Increasing evidence of forest under moisture deficit is often associated with wild-fires, insect

outbreaks and mass tree mortality. The effects of moisture stress on forest have tremendous impacts on the global carbon and water cycle. Luckily, tree-rings are an excellent archive of the environmental conditions and can help to better understand the relation between carbon sequestration and transpiration. This provides insight into how tree are responding to environmental changes over long periods of time. Documenting these responses will allow us to predict how tree growth and productivity will interact on regional changes and under different seasonal time scales (combining Climatology and tree functioning).

This multi-disciplinary study is using a set of tools combining time series and spatial analysis, dendrochronology, plant physiology, climatology and biogeochemistry, to interpret the influence of different seasons on forested ecosystems.
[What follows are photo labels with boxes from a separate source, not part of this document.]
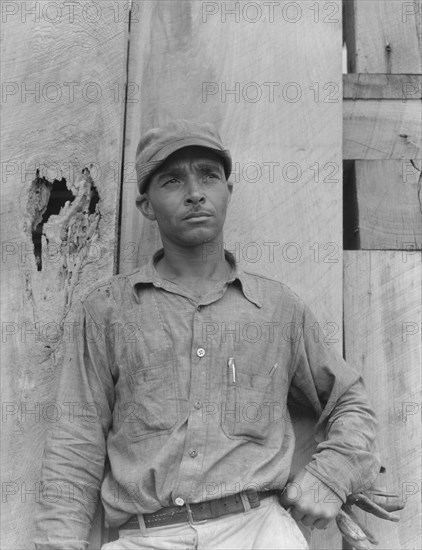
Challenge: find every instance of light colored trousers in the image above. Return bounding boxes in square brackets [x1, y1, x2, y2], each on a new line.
[101, 497, 308, 550]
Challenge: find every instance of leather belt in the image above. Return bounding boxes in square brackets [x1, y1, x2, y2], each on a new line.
[119, 490, 280, 529]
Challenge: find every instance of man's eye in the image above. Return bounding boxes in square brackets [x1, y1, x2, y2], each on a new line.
[204, 172, 220, 179]
[164, 178, 179, 185]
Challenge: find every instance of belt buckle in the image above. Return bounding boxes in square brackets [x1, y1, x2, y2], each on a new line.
[185, 502, 208, 525]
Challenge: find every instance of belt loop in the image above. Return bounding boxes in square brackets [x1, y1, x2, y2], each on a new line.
[240, 491, 251, 514]
[138, 514, 147, 535]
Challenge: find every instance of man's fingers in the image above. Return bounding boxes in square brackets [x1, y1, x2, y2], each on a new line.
[314, 519, 330, 529]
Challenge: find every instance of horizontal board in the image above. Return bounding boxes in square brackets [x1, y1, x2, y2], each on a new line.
[344, 251, 422, 550]
[348, 160, 422, 250]
[343, 73, 422, 102]
[343, 0, 422, 74]
[343, 99, 422, 160]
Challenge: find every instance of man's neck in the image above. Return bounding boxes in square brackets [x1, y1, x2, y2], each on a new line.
[156, 242, 231, 284]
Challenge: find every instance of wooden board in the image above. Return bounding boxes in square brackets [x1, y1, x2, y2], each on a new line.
[1, 1, 128, 549]
[344, 0, 422, 74]
[343, 99, 422, 160]
[343, 73, 422, 103]
[344, 251, 422, 550]
[348, 160, 422, 250]
[120, 0, 342, 548]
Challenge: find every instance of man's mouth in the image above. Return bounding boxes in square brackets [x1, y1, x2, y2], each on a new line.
[183, 211, 211, 220]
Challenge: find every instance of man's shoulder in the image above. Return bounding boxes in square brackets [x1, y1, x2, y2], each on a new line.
[241, 270, 305, 308]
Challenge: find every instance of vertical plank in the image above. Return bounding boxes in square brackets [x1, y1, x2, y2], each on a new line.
[355, 160, 422, 250]
[344, 251, 422, 550]
[120, 0, 342, 548]
[345, 0, 422, 74]
[1, 1, 128, 548]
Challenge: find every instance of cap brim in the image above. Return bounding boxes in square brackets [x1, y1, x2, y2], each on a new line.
[138, 137, 232, 193]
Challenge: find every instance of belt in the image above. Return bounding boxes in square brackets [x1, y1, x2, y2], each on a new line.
[119, 490, 280, 529]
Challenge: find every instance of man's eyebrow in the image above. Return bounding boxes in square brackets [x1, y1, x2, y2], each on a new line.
[157, 166, 186, 180]
[196, 160, 223, 171]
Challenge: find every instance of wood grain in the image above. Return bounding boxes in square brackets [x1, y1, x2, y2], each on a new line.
[344, 251, 422, 550]
[120, 0, 342, 548]
[355, 160, 422, 250]
[343, 73, 422, 102]
[2, 1, 128, 549]
[343, 99, 422, 160]
[345, 0, 422, 74]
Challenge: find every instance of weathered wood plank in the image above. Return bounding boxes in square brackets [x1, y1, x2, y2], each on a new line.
[348, 160, 422, 250]
[345, 0, 422, 74]
[2, 1, 128, 549]
[344, 251, 422, 550]
[120, 0, 342, 548]
[343, 73, 422, 102]
[343, 99, 422, 160]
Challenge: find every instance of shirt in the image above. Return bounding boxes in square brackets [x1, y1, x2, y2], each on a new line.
[35, 250, 380, 550]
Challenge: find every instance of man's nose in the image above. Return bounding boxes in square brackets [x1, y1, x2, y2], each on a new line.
[186, 174, 205, 203]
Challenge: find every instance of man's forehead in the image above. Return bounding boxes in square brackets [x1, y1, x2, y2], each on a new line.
[156, 146, 224, 173]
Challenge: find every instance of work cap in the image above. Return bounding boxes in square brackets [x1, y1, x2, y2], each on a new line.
[135, 120, 232, 193]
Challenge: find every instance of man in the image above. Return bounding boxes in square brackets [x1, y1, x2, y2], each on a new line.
[36, 121, 380, 550]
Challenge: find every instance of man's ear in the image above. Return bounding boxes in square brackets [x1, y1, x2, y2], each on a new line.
[136, 193, 157, 221]
[227, 180, 233, 202]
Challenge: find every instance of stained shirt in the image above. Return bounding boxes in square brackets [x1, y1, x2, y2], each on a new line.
[35, 250, 380, 550]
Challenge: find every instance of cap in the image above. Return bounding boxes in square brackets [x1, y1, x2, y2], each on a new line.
[135, 120, 232, 193]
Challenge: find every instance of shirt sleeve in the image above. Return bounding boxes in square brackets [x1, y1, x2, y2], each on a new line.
[34, 303, 114, 550]
[290, 304, 381, 502]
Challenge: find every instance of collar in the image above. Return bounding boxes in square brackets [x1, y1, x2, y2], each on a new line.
[127, 248, 262, 308]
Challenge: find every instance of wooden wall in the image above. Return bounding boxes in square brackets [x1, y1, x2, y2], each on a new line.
[343, 0, 422, 549]
[1, 1, 128, 550]
[2, 0, 422, 550]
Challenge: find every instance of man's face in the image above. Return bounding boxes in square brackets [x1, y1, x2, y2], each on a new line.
[138, 146, 232, 247]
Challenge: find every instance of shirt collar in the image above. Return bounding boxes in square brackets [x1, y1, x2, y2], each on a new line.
[127, 248, 262, 307]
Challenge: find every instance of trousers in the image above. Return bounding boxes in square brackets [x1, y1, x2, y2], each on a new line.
[101, 497, 309, 550]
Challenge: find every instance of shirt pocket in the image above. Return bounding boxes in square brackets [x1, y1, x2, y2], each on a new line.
[221, 365, 274, 444]
[125, 348, 179, 441]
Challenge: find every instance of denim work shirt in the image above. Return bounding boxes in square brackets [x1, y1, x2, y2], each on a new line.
[36, 250, 380, 550]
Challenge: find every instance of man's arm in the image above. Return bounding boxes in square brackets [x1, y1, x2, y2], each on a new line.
[34, 304, 114, 550]
[282, 305, 380, 528]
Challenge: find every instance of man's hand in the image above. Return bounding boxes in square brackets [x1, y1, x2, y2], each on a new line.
[280, 469, 343, 529]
I am focusing specifically on the study of the temporal and spatial relationships between the seasonal climate and carbon & oxygen stable isotopes extracted form tree rings collections in the North American Monsoon region. All these set of tools can be applied widely from local to global scale and with a fine temporal resolution giving insights on forest response to climate. However, these techniques haven’t been used widely in may regions and there is an urgent need to transfer this technology where is a great potential for new projects.

Here in the Southwestern US, Summer rainfall plays an important role sustaining different types of ecosystems. The arrival of the monsoon breaks the early summer hyper-arid period in the region providing unique seasonal conditions for these ecosystems to thrive. It is unknown to what extent monsoon rainfall is used by Ponderosa pine forests, which occupy many mountain ecosystems in the Western US. While these forests clearly rely on winter snowpack to drive much of their annual net primary productivity, the extent to which they supplement winter moisture, with summer monsoon moisture needs to be clarified.

We addressed these gaps in our knowledge about the monsoon by studying stable carbon and oxygen isotopes in the first portion of the tree ring (earlywood) and the last portion of the tree-ring (latewood) from tree ring-cores taken from trees in eleven sites along a latitudinal gradient extending from Southern Arizona and New Mexico toward Utah.

Here we show evidence that Ponderosa pine trees from most of these sites use monsoon water to support growth during the late summer, and the fractional use of monsoon precipitation is strongest in the southernmost sites. Finally, this study provides new physiological evidence on the influence of the North American monsoon and winter precipitation on tree growth in montane ecosystems of the Western US, highlighting differences in vulnerability between southern and northern montane forests under future climate change.